The interface and logo are completely new; the menu includes more drinks (such as cappuccino and café au lait); the frothing mechanism has been perfected; and drinks are available in three sizes, for both hot and cold. Furthermore, the unit can be monitored remotely, and the design is modular. So if the frothing mechanism isn’t functioning, for example, it will send out an alert, and that one piece of machinery can be pulled and replaced by a technician.
By early this year, Briggo had raised about $9 million for the next generation robot and expansion, almost exclusively from angel investors in Austin. “Investors are hearing a lot of pitches about medical devices and energy products these days, and then they see this,” Nater said. They can relate to a cup of coffee — and they get excited about it.”
As for Nater, he’s fired up about the robot and the drinks, but he’s also eager for Briggo’s next step in social media. Currently, users can post to Facebook that they had the perfect latte at Briggo. That might pique the interest of friends, but they would then have to go to their own Briggo account to try to replicate it. With the new, more sophisticated interface, they will be able to click on a link in the Facebook post and order the exact same drink.

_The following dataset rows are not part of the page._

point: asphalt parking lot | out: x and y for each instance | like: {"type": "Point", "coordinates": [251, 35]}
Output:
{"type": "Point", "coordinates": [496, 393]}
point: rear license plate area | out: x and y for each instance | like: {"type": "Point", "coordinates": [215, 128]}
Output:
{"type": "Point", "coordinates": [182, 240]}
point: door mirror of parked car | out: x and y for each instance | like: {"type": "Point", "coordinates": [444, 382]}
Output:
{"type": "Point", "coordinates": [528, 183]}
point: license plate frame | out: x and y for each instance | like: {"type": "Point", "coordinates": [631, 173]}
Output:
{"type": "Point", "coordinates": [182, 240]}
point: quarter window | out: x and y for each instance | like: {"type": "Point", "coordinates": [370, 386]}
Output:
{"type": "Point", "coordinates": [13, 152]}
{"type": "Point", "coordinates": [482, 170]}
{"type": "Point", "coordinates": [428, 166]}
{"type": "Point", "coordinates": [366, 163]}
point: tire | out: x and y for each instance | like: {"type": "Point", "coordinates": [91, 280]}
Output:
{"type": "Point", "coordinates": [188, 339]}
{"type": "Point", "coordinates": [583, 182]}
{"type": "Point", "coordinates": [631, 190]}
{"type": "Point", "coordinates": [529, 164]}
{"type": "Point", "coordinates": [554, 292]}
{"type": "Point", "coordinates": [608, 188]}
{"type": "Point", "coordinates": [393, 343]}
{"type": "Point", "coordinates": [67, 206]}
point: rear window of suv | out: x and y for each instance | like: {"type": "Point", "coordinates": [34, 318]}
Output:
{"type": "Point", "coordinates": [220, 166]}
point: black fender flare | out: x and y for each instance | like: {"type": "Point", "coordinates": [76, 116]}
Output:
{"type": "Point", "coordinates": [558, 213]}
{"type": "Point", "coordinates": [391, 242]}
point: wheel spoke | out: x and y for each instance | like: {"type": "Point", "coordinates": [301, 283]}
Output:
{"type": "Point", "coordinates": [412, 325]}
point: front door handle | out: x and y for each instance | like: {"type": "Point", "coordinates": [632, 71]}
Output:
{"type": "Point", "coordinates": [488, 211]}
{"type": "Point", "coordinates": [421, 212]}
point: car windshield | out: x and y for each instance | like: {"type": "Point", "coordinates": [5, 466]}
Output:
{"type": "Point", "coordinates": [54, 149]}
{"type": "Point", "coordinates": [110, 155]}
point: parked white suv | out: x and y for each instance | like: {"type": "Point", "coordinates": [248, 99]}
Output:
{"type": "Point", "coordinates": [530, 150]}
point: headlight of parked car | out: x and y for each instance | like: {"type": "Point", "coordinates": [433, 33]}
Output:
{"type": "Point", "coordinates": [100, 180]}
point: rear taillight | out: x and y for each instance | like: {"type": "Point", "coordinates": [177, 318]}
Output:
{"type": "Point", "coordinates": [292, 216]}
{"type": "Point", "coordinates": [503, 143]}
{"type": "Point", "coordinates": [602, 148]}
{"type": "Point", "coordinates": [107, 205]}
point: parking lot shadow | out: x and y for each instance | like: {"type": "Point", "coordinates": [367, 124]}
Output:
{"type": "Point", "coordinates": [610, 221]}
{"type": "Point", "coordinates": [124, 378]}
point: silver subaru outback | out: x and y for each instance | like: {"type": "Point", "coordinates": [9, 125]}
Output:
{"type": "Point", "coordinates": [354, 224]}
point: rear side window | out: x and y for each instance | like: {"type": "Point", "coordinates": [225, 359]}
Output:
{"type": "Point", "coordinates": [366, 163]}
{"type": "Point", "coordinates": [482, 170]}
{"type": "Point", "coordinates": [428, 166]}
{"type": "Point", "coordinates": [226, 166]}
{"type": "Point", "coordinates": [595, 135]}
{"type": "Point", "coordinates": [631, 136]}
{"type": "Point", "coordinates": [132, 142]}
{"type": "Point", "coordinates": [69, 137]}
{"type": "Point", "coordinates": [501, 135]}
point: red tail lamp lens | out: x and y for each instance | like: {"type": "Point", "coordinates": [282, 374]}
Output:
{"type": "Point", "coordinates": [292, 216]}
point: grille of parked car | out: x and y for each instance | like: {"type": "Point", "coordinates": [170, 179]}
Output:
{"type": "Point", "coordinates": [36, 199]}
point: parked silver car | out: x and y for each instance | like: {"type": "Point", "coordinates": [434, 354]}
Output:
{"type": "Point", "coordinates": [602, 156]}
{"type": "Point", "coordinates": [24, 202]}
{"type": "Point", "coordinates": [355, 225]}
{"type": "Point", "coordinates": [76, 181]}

“Our drink is just a digital recipe,” Nater said, and now people can put it out there for their friends. “There’s such a sharing and communal aspect to coffee. This goes beyond what anyone else is doing in terms of allowing people to share an experience.”
In essence, Briggo has replaced banter with the barista with electronic social interaction, creating a way for customers to still have their morning coffee and conversation. And just like the neighborhood barista, the robot remembers what they like.
“Everything else I consume in life I want variation, but my coffee, I want exactly the same way,” Nater said. And as Briggo gets ready to expand, the company will soon know whether other coffee drinkers concur. As for the Briggo team, working overtime to revolutionize the way we think about a coffee shop, “We all could use a little more sleep,” Nater said, laughing. “But it’s not like we don’t have the stimulants.”